Sound quality on the Motorola Droid 2 was excellent all around. Call quality was great. My callers sounded crisp and clean through the Droid 2’s earpiece. Volume was solidly loud enough for all conditions. On their end, my callers also said I sounded decent, better than with most cell phones. The speakerphone is also plenty loud and clear enough to crank the volume all the way up. That speaker makes for blaring ringtones, which is how I like them. Some of the available ringtones milk the robotic “Droid” advertising sound, and I wish there were some more mellow tunes in the lot, but they were audible and original, nonetheless. With the sound turned off, the vibrate feature was adequate, but I’m always looking for even stronger vibrating alerts.
Signal issues were a disappointment in a few ways on the Motorola Droid 2. First, just surfing Verizon Wireless’ EV-DO Rev. A network, I was disappointed with the signal strength. The Droid 2 show often showed a couple bars lower coverage than other Verizon phones I have on hand. In the PhoneScoop West Vault (a local movie theater with horrible signal), the Droid 2 chugged along on Verizon’s 1xRTT network, but couldn’t catch the faster 3G signal I craved.
Thankfully, this didn’t hurt performance much, but it did make a slight difference. When reception was weak, or dropped to the 1x network, calls could have some digital chopping, but this usually didn’t last more than a minute or so. Even so, all of my calls went through and the phone didn’t seem to miss any incoming calls, either.
Second, I had trouble with Wi-Fi, as well. The phone uses 802.11n for WLAN networks, so it should be fast and receptive. Instead, the Droid 2 had trouble finding my home router, an Apple Airport. Once it did find my hotspot, the Droid 2 was never able to connect properly, even though other devices, like the original Moto Droid, have no problem. I was able to connect to some open networks, like the network at my local Starbucks, with no trouble.
In researching specs for the phone, PhoneScoop discovered that the Droid 2 uses the exact same FCC ID as the original Droid. We got in touch with the FCC for an explanation, and they said this means that, in terms of radio hardware and any significant internal components that would affect radio transmissions, the two phones are identical. There are a few obvious changes, like the faster processor and the improved keyboard, but otherwise the two phones are fraternal twins.
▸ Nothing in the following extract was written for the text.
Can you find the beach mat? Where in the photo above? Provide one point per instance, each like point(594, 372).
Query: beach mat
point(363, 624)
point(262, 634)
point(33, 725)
Battery performance on the Motorola Droid 2 can be deceiving. Motorola promises almost 9 hours of talk time out of this phone. In a straight talking test, I came close. I managed almost 8.5 hours of talking time. But this excessive talk time is not a fair indicator for real world battery performance. I drained the battery on the Motorola Droid 2 very quickly in normal use. Forget about charging every night. I had to charge the phone during lunch or it would be dead by bed time. This happened even during casual use times, not just extensive testing periods. Android gives a good indication of which apps and features are draining the battery. Though the screen was the biggest culprit, as I expected, it turns out the custom Motorola services, (for social network synchronization, I assume,) are the next biggest hog. Then, the camera consumed an unusually large amount of power, considering I only snapped a couple dozen shots and about 30 seconds of video each day.
If Motorola’s social networking services and background actions are draining this phone so quickly, they aren’t worth the hassle. Unfortunately, you can’t turn them off without digging through the active processes menu in the Application Settings, a complicated procedure that might leave the phone unstable. Though I think the social tools on this phone are improved over previous MotoBLUR devices, the original Droid didn’t waste time with MotoBLUR, and I wonder how battery would be improved if the new Droid 2 followed in its footsteps.